And XHDR/HDR answers?
(As I see that HEAD is excluded, then so should OVER and HDR...)

And AUTHINFO, as I have just explained in the comments here.
msg120190 - (view) Author: R. David Murray (r.david.murray) * (Python committer) Date: 2010-11-02 00:01
That's not what you opened the bug about, though, according to the title.

I discussed the headers-in-things-other-than HEAD/ARTICLE, and Antoine was of the opinion that they were "supposed" to be utf-8 and that in any case using surrogate escape was good enough in context.  (Headers could also, of course, be MIME transfer encoded, but in that case the header decode will turn them into the correct unicode, assuming they were encoded correctly).

Perhaps this design decision needs to be revisited, but if so you'll need a different example of a problem, and so I think this ticket should remain closed and you should open a new one.

Two new ones, actually, since AUTHINFO is yet a different problem.  And given that the standard you quote specifies bytes without an encoding, there may be *no* solution that works (that is, the standard appears to be broken, since most people expect to be able to use text strings for passwords).
msg120263 - (view) Author: Julien ÉLIE (jelie) Date: 2010-11-02 22:06
David, the headers are not at all supposed to be "utf-8" encoded.
For instance, have a look at the cn.bbs.comp.lang.python newsgroup:

http://groups.google.fr/group/cn.bbs.comp.lang.python

If you look at the source of the articles, you will for instance see that the Subject: header field is not MIME-encoded.  It is directly written in gb2312.

That's how news works in the wild.  Please do not break nntplib in Python 3.2!


Regarding AUTHINFO, the specification is not broken at all.  Bytes are expected, not strings in a particular encoding.  Well, most people are in fact confused when they speak about encodings -- me included :-)
The specification is pretty clear:  NNTP expects bytes.  And my text string is "\xC9ric", that's all.  Please also do not break nntplib when providing such strings on class instantiation.
msg120266 - (view) Author: Antoine Pitrou (pitrou) * (Python committer) Date: 2010-11-02 22:14
> And my text string is "\xC9ric", that's all.

You mean b"\xC9ric", right?

> If you look at the source of the articles, you will for instance see
> that the Subject: header field is not MIME-encoded.  It is directly
> written in gb2312.

How is an NNTP client supposed to guess the encoding?
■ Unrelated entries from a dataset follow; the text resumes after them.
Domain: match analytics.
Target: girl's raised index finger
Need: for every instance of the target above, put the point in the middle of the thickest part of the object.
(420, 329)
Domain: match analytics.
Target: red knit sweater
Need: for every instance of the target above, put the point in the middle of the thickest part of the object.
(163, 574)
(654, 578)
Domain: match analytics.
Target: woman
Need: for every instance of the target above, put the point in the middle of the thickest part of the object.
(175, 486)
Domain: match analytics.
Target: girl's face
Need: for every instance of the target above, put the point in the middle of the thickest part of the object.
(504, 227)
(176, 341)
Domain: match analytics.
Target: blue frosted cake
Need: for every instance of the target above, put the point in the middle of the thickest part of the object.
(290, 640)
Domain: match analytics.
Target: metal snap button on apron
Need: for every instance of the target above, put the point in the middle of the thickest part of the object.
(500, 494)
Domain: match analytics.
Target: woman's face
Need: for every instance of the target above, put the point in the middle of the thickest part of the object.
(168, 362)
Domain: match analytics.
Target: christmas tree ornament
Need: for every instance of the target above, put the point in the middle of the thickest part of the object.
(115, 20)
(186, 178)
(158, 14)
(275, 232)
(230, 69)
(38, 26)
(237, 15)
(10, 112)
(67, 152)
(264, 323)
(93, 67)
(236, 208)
Either a header is MIME-encoded, or it follows the RFC 3977 recommendation of UTF-8 (“The content of a header SHOULD be in UTF-8”), or it's unreadable.
msg120273 - (view) Author: Julien ÉLIE (jelie) Date: 2010-11-02 22:43
Antoine, a news client could guess it because of the Content-Type: header field (in this example, it mentions charset="gb2312").
Yet, articles without a Content-Type: header field exist in the wild...
There is no way to always make the right guess, unfortunately.
News clients try to do their best :-)


Yes, I mean b"\xC9ric".  4 bytes.
msg120276 - (view) Author: Antoine Pitrou (pitrou) * (Python committer) Date: 2010-11-02 22:48
> Antoine, a news client could guess it because of the Content-Type:
> header field (in this example, it mentions charset="gb2312").
> Yet, articles without a Content-Type: header field exist in the
> wild...

Unless I'm mistaken, Content-Type should only apply to the body, not the
headers. Either the headers use UTF-8 (RFC 3977), or they should be
MIME-encoded. Everything else is undecodable.

> There is no way to always make the right guess, unfortunately.
> News clients try to do their best :-)

Well, a news client built on nntplib could also try to do its best :)

> Yes, I mean b"\xC9ric".  4 bytes.

Ok, perhaps we should allow bytes username and password.
msg120279 - (view) Author: Julien ÉLIE (jelie) Date: 2010-11-02 22:56
> Unless I'm mistaken, Content-Type should only apply to the body, not the
> headers.  Either the headers use UTF-8 (RFC 3977), or they should be
> MIME-encoded.  Everything else is undecodable.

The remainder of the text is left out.